The emergency period is for three months once the Bill becomes law, but it may be extended by government if deemed necessary.
During debate on the legislation the House passed amendments from former Defence Forces member and doctor Cathal Berry and Independent TD Denis Naughten that if reservists were called up during the crisis they should be guaranteed that they retain their civilian jobs.
Dr Berry said very fine words had been said about the Defence Forces, and this was a “tangible and practical” step for them.
Minister of State for Defence Paul Kehoe said there was no plan for a general call-up of reservists, but Dr Berry said that two months ago they would not have said there would be a pandemic.

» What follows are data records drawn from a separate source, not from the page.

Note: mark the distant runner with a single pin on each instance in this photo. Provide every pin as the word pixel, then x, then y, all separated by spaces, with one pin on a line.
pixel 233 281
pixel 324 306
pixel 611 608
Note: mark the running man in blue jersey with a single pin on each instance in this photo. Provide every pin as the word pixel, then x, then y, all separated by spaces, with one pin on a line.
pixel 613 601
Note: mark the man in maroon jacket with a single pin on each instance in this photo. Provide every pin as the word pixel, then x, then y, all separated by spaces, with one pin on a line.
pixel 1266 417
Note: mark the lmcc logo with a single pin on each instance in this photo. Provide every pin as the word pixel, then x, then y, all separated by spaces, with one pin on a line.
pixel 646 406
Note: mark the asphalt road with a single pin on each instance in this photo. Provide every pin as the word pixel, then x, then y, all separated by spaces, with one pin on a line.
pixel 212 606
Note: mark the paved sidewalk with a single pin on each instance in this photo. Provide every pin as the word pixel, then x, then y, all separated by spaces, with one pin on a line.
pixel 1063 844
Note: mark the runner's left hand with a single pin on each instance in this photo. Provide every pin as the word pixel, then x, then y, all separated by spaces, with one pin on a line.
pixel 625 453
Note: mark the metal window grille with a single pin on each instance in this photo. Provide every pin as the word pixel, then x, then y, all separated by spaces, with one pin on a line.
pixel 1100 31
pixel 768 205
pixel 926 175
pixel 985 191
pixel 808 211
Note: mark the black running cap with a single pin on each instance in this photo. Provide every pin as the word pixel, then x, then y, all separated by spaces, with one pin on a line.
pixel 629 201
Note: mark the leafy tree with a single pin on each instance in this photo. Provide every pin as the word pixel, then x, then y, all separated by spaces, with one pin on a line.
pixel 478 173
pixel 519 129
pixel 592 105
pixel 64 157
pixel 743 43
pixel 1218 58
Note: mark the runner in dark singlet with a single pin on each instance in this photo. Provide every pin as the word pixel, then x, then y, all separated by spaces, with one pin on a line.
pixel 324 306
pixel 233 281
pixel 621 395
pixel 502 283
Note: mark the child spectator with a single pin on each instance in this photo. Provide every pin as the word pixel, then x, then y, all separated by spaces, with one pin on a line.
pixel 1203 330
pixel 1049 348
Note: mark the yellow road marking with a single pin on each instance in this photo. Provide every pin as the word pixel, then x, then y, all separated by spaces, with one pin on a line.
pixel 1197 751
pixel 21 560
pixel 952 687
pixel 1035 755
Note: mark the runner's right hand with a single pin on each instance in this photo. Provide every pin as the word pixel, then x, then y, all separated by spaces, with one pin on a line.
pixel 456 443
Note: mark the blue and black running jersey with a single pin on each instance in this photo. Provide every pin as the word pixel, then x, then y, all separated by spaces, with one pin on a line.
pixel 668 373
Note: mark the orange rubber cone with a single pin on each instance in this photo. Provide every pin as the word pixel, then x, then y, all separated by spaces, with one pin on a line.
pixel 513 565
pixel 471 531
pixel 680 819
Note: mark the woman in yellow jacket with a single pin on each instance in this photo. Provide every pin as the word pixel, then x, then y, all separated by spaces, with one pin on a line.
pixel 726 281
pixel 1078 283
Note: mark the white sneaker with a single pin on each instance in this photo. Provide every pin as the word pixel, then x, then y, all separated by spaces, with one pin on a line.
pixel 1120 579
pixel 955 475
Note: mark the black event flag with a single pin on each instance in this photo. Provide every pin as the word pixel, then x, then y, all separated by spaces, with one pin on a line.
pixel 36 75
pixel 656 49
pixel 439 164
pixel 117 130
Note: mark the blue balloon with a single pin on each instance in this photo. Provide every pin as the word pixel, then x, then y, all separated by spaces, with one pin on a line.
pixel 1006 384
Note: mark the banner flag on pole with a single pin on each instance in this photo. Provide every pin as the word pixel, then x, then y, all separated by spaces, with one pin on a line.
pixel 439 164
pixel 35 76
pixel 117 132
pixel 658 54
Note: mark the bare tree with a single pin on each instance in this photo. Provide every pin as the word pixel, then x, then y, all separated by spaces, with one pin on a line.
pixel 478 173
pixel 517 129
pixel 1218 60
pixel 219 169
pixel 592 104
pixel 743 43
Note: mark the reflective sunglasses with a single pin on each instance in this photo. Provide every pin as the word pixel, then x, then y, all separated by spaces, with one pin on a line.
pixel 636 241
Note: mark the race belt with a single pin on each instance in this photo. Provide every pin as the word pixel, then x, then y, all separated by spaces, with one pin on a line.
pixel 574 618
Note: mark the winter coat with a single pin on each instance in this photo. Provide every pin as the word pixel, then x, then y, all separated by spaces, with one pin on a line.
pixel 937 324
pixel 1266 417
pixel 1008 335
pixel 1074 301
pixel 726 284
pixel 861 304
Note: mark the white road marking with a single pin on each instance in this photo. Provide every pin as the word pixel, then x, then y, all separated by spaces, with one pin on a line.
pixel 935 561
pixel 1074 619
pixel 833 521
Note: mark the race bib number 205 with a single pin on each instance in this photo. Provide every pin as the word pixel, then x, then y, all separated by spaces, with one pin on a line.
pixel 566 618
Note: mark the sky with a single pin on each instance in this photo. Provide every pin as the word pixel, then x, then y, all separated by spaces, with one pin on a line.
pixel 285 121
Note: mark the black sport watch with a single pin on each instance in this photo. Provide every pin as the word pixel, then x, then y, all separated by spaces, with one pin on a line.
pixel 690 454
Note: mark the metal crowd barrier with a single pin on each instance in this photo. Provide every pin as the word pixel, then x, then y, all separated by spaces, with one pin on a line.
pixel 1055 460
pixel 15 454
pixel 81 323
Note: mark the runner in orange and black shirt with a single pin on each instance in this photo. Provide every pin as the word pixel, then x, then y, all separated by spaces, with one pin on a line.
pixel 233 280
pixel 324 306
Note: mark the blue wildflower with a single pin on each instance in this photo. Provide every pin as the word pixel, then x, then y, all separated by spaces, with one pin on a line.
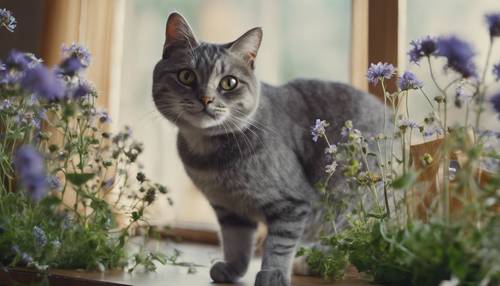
pixel 54 183
pixel 318 130
pixel 6 104
pixel 56 244
pixel 43 83
pixel 83 89
pixel 406 123
pixel 104 117
pixel 493 21
pixel 29 166
pixel 380 71
pixel 330 168
pixel 40 236
pixel 495 101
pixel 408 81
pixel 432 130
pixel 420 48
pixel 496 71
pixel 79 52
pixel 459 55
pixel 7 20
pixel 33 61
pixel 107 184
pixel 16 61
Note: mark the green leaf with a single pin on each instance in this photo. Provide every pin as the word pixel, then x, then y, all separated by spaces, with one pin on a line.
pixel 404 181
pixel 79 179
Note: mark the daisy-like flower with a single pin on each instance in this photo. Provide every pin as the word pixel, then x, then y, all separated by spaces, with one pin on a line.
pixel 431 131
pixel 496 71
pixel 330 168
pixel 380 71
pixel 458 54
pixel 43 83
pixel 420 48
pixel 318 130
pixel 332 149
pixel 29 166
pixel 493 21
pixel 54 183
pixel 408 81
pixel 40 236
pixel 461 96
pixel 495 102
pixel 403 124
pixel 7 20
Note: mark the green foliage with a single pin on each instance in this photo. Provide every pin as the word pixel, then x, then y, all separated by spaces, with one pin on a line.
pixel 386 238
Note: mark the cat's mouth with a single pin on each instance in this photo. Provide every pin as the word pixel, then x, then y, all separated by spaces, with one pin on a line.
pixel 207 117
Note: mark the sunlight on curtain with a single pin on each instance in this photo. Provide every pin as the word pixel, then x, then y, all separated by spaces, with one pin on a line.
pixel 301 39
pixel 463 18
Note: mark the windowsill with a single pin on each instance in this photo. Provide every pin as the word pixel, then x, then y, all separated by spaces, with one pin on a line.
pixel 176 275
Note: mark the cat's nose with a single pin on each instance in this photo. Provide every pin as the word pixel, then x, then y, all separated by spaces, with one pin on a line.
pixel 206 99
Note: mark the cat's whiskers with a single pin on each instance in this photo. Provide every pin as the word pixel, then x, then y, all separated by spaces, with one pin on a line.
pixel 255 123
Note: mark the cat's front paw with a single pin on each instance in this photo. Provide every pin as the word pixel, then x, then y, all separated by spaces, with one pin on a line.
pixel 222 272
pixel 271 277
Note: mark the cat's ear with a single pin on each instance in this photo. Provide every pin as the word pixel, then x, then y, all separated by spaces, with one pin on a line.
pixel 248 45
pixel 178 34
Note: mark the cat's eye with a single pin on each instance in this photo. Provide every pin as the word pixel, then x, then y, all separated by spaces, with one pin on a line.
pixel 228 83
pixel 186 77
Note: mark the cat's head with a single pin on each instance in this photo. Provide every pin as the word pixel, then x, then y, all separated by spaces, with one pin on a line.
pixel 206 88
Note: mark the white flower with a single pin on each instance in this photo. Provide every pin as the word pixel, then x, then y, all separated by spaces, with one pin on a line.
pixel 330 169
pixel 332 149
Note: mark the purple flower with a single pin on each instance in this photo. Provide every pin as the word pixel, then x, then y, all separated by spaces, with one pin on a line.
pixel 43 83
pixel 380 71
pixel 408 81
pixel 420 48
pixel 54 183
pixel 430 131
pixel 318 130
pixel 6 104
pixel 107 184
pixel 79 52
pixel 39 236
pixel 406 123
pixel 459 55
pixel 495 101
pixel 29 166
pixel 104 117
pixel 496 71
pixel 330 168
pixel 83 89
pixel 7 20
pixel 17 61
pixel 493 21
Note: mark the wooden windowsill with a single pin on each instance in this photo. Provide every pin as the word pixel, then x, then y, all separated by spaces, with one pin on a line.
pixel 165 275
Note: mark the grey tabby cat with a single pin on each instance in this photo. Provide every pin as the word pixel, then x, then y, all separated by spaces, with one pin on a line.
pixel 247 145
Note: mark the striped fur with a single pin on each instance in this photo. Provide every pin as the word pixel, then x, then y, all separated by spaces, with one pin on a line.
pixel 250 151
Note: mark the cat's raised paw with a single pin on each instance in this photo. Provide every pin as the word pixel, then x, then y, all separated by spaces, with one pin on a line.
pixel 222 272
pixel 271 277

The amendment was passed by 39 votes to 11.
A number of amendments on abortion services were ruled out of order. Sinn Féin health spokeswoman Louise O’Reilly and Ms Smith expressed concern about women during the Covid-19 crisis having to attend doctors and wait three days before a termination was considered.
Minister for Health Simon Harris said he was equally concerned that women should be able to avail of these services during the pandemic, and he said the legislation relating to terminations did not prescribe how examinations were conducted.
He said it referred to “having examined” and that could include by telemedicine or by videoconferencing, and that would protect women during the crisis.